Those who have risen early on a Sabbath morning in the country, and experienced the solemn stillness and holy calm of the hour, will read the following lines with something of the religious fervor with which they came warm from the heart of the author:

"How calm comes on this holy day!
Morning unfolds the eastern sky,
And upward takes his lofty way
Triumphant to her throne on high.
Earth glorious wakes as o'er her breast
The morning flings her rosy ray,
And blushing from her dreamless rest
Unvails her to the gaze of day:
So still the scene each wakeful sound
Seems hallowed music breathing round.

"The night-winds to their mountain caves,
The morning mist to heaven's blue steep
And to their ocean depths the waves
Are gone, their holy rest to keep,
'Tis tranquil all, around, above,
The forests far which bound the scene
Are peaceful as their Maker's love,
Like hills of everlasting green.
And clouds like earthly barriers stand,
Or bulwarks of some viewless land."

Now those lines came to our recollection on one occasion many months since, simply by way of direct contrast, which is one of the curious, if not unexplainable operations of the human mind. We had been reading a long description, in a letter from a traveler, of life in the English coal-mines and of the "Sabbath privileges" of the thirty-five thousand men and boys who labor in the vast coal-fields of Durham and Northumberland, in England. There they are, and there they spend their long nights of labor, for day is not for them, hundreds of fathoms down in subterranean depths; never breathing pure air, but often stagnant and exhausted, when the stream of ventilation does not permeate the ever-lengthening gallery, and are almost always inhaling noxious gases.

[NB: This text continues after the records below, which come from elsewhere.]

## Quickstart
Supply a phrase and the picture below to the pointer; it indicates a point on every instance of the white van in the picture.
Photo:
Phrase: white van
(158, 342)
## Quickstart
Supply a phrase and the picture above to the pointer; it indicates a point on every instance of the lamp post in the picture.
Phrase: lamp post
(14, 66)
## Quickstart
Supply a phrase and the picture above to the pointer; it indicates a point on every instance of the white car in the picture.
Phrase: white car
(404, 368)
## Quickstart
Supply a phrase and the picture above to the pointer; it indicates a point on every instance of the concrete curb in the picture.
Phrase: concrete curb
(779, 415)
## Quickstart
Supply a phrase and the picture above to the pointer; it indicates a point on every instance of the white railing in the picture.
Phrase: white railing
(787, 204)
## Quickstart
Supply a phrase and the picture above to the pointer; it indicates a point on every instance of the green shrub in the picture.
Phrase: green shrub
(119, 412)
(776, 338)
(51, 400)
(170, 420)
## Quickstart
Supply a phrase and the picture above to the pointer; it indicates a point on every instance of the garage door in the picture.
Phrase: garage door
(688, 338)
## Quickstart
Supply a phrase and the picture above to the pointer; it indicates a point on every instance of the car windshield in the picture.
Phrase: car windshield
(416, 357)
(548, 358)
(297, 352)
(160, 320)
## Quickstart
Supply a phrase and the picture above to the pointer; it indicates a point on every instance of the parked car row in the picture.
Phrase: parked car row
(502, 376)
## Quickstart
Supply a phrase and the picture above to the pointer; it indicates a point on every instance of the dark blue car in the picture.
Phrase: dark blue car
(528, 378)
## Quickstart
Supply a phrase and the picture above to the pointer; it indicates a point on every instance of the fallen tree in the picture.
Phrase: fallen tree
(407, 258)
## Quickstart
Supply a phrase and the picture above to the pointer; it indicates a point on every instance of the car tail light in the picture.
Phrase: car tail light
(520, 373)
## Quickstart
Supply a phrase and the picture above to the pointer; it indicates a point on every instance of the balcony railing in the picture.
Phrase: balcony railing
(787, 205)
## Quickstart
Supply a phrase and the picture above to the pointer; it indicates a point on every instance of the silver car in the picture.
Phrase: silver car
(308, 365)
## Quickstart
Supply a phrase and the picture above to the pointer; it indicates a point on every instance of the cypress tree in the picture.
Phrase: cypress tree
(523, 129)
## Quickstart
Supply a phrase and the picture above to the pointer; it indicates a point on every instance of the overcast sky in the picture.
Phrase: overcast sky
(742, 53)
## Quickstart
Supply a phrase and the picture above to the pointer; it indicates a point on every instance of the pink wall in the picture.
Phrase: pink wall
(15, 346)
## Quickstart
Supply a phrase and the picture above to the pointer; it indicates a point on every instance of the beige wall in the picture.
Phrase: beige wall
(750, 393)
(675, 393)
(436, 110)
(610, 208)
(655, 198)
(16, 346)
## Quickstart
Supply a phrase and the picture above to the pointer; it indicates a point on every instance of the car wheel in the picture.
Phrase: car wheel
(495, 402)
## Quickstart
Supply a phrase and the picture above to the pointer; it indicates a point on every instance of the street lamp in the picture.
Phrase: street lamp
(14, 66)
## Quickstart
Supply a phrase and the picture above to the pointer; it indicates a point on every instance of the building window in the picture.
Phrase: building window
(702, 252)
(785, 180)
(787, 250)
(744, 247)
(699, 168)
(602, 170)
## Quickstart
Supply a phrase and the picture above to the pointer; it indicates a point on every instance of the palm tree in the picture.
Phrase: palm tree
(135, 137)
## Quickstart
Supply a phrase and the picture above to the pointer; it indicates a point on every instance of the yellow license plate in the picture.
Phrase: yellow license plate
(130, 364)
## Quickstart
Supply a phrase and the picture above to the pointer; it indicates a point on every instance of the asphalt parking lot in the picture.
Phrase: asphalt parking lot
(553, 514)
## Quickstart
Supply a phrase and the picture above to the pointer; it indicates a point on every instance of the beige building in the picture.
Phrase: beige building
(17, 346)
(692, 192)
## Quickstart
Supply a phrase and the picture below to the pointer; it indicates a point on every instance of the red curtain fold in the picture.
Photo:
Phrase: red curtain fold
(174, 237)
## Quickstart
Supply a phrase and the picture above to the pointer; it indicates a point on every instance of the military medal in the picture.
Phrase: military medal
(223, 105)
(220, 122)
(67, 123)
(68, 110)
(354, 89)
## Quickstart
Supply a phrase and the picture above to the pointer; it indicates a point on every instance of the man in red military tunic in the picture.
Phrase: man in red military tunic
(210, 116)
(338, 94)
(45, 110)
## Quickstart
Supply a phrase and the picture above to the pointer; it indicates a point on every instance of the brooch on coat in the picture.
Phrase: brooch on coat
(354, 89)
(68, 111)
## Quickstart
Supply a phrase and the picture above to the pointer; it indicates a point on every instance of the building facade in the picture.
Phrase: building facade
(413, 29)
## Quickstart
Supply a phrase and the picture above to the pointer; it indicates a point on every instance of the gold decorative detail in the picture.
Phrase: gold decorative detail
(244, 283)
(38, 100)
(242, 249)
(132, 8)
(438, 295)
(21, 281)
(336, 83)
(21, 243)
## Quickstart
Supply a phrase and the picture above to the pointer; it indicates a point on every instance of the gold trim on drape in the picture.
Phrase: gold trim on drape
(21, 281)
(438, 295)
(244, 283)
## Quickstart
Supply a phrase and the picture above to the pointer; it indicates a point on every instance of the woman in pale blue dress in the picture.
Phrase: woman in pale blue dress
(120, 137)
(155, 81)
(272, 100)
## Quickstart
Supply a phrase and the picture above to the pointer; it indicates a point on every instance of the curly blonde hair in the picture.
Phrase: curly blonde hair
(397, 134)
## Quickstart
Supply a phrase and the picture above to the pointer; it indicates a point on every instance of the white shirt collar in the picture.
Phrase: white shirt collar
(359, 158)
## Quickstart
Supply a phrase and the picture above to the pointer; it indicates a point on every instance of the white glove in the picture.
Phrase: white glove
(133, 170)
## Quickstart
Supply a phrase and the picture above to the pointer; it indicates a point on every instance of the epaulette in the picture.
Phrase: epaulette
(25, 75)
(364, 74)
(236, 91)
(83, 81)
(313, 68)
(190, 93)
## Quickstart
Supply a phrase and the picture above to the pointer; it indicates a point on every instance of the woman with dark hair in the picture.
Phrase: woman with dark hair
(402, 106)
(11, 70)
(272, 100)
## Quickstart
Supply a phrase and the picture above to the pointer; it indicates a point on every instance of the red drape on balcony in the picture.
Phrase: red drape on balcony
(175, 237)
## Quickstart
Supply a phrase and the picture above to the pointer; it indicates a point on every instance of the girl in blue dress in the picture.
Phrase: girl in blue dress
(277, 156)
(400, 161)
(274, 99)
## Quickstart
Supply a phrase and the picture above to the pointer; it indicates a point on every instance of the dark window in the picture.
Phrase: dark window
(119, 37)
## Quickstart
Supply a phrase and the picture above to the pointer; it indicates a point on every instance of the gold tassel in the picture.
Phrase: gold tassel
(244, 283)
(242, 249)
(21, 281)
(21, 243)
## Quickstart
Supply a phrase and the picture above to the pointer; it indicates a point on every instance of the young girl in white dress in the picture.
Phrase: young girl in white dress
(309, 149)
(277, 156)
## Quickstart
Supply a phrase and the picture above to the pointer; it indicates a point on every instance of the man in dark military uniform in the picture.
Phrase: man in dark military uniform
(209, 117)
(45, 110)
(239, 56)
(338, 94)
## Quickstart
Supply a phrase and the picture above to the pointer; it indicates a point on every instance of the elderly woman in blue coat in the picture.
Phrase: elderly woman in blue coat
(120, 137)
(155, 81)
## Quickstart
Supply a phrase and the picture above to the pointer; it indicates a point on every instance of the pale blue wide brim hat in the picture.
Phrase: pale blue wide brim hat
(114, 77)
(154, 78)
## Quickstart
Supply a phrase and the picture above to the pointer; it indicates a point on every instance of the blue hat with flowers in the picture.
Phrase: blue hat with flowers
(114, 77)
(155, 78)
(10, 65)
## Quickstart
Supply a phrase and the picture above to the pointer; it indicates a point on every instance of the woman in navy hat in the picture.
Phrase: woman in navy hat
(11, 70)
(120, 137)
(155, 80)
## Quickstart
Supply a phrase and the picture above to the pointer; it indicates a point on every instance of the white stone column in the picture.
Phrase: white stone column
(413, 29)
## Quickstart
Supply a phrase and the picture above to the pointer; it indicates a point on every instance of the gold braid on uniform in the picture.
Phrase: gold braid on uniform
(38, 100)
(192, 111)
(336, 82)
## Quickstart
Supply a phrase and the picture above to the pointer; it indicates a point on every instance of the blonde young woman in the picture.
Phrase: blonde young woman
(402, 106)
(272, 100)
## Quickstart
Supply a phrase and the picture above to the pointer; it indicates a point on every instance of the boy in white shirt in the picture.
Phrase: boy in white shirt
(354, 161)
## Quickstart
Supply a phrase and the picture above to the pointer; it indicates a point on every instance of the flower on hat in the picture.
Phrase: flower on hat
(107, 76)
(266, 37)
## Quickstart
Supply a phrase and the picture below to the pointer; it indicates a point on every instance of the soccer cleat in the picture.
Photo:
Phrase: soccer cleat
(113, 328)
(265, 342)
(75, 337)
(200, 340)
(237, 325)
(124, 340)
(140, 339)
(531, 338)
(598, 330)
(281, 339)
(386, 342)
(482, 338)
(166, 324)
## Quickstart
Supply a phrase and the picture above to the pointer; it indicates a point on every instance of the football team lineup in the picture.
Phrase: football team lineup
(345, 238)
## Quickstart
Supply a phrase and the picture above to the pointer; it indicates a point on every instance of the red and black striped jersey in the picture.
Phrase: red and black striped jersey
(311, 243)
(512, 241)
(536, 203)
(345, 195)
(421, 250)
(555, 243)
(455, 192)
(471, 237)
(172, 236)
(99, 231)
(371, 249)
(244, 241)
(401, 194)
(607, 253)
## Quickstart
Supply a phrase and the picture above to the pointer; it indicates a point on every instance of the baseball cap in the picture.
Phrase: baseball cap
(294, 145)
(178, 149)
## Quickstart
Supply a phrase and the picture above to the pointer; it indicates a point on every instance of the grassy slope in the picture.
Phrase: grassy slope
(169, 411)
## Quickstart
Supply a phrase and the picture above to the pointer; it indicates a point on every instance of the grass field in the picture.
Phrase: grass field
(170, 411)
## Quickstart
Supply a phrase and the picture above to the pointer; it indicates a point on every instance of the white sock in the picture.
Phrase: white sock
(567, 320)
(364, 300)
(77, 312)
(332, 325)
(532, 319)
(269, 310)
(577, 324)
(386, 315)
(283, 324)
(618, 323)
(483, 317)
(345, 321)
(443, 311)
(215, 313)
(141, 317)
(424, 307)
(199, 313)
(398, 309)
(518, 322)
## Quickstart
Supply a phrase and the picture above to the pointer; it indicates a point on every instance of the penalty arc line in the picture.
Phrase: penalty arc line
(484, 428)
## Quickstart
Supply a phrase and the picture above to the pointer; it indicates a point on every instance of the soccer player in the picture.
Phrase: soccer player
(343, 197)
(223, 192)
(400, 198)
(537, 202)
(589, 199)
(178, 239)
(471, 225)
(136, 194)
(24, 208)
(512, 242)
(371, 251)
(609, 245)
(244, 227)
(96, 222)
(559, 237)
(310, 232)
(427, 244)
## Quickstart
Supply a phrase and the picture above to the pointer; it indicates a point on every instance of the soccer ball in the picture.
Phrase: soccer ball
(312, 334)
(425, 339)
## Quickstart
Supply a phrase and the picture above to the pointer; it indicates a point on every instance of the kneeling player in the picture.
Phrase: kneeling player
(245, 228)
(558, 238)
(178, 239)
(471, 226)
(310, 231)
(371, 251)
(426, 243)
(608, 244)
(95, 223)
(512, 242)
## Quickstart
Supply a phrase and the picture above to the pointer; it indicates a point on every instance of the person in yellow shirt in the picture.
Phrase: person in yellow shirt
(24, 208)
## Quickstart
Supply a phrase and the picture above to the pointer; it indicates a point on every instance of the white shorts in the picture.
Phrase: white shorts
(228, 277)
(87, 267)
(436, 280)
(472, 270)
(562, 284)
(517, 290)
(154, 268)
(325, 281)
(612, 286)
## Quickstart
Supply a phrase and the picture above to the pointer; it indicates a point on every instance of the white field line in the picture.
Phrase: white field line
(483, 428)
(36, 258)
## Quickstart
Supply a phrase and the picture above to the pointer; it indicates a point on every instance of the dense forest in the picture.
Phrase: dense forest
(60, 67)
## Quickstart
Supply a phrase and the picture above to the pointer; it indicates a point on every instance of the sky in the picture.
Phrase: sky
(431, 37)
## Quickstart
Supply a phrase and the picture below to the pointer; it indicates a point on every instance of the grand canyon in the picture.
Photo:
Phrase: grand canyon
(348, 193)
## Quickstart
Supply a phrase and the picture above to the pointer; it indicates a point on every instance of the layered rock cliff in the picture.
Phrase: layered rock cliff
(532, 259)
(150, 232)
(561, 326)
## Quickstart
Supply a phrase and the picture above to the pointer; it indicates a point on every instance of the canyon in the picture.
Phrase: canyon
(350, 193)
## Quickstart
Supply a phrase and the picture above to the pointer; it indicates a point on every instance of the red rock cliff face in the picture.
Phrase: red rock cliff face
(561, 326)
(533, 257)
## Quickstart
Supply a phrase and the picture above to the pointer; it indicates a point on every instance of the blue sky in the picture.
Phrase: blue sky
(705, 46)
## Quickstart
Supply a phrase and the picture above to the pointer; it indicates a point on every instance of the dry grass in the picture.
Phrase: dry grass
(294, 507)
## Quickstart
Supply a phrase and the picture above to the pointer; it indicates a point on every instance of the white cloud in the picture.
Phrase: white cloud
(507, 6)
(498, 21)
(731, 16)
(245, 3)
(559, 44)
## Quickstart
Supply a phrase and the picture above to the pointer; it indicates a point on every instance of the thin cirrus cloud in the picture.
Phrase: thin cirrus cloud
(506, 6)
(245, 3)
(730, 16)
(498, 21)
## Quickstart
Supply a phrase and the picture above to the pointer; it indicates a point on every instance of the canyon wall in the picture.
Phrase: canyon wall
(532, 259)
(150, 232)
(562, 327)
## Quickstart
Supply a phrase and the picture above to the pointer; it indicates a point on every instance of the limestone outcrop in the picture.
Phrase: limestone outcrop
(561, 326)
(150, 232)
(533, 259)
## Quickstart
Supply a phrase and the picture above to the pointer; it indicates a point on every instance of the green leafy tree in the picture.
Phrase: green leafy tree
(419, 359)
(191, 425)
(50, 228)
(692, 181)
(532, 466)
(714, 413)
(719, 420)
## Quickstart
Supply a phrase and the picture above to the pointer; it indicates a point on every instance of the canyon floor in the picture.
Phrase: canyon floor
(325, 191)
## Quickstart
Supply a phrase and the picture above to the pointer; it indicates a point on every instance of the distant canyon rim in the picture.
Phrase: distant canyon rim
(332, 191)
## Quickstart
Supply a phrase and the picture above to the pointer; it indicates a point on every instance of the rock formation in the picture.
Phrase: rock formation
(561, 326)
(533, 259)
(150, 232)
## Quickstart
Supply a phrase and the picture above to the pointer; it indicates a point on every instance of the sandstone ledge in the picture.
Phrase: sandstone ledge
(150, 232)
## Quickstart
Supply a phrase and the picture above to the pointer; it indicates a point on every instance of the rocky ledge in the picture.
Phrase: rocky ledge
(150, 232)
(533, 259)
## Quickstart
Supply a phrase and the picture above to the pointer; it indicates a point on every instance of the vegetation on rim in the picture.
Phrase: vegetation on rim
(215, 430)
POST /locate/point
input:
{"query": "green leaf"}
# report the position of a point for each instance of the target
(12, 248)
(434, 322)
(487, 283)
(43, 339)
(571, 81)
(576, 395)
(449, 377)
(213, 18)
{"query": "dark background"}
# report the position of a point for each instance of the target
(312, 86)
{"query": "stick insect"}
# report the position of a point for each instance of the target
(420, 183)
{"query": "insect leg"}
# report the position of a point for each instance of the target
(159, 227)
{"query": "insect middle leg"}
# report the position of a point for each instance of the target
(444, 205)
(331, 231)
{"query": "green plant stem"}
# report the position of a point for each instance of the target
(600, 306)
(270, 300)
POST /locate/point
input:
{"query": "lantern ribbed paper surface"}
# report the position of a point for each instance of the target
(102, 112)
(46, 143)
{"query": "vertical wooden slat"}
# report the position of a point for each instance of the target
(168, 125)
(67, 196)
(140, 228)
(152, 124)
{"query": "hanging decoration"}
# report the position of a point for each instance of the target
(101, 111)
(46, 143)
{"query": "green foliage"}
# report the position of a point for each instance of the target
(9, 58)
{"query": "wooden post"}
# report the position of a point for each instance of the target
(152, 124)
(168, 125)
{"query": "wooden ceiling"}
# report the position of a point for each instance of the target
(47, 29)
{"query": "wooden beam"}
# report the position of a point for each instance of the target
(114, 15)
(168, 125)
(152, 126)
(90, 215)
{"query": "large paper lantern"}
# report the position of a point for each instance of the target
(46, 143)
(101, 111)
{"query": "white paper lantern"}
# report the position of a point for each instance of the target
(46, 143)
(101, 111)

Not only is the atmospheric medium rarefied by a perpetual summer heat, without one glimpse of summer day, but every now and then occur terrific explosions of the "fire-damp," instantaneously thundering through a Vulcanian region, with more certain death to all within its range than there was ever dealt by artillery on the surface of the earth: or a gush of poisonous vapor in one moment extinguishes the candles and the lives of the workmen, and changes the scene of unceasing toil into a catacomb inconceivably more awful than any of the great receptacles of death that bear that name: or the ill-propped vault gives way, and bodies, never to be seen until the resurrection, are buried under the ruins of a pestilential cavern: often, too, life is sacrificed to carelessness or parsimony, and a few "indulgences" are perhaps given to the widow and orphans, to hush up the "casualty" within the neighborhood of the pit. Seldom does a visitor venture to plunge into the Hades-like profound. No attraction in the scenery of the miserable villages above ground brings a stranger to meddle with a population that never come to the surface except to eat or sleep. Yes, there is one exception. On that thrice happy day of rest, when even the burden of the beast is unloosed, the sober, humbly-clad colliers, as clean as they can make themselves, emerge from darkness into light, and hear from the lips of some brother "pitman," in their own familiar patois, the "glad tidings of salvation."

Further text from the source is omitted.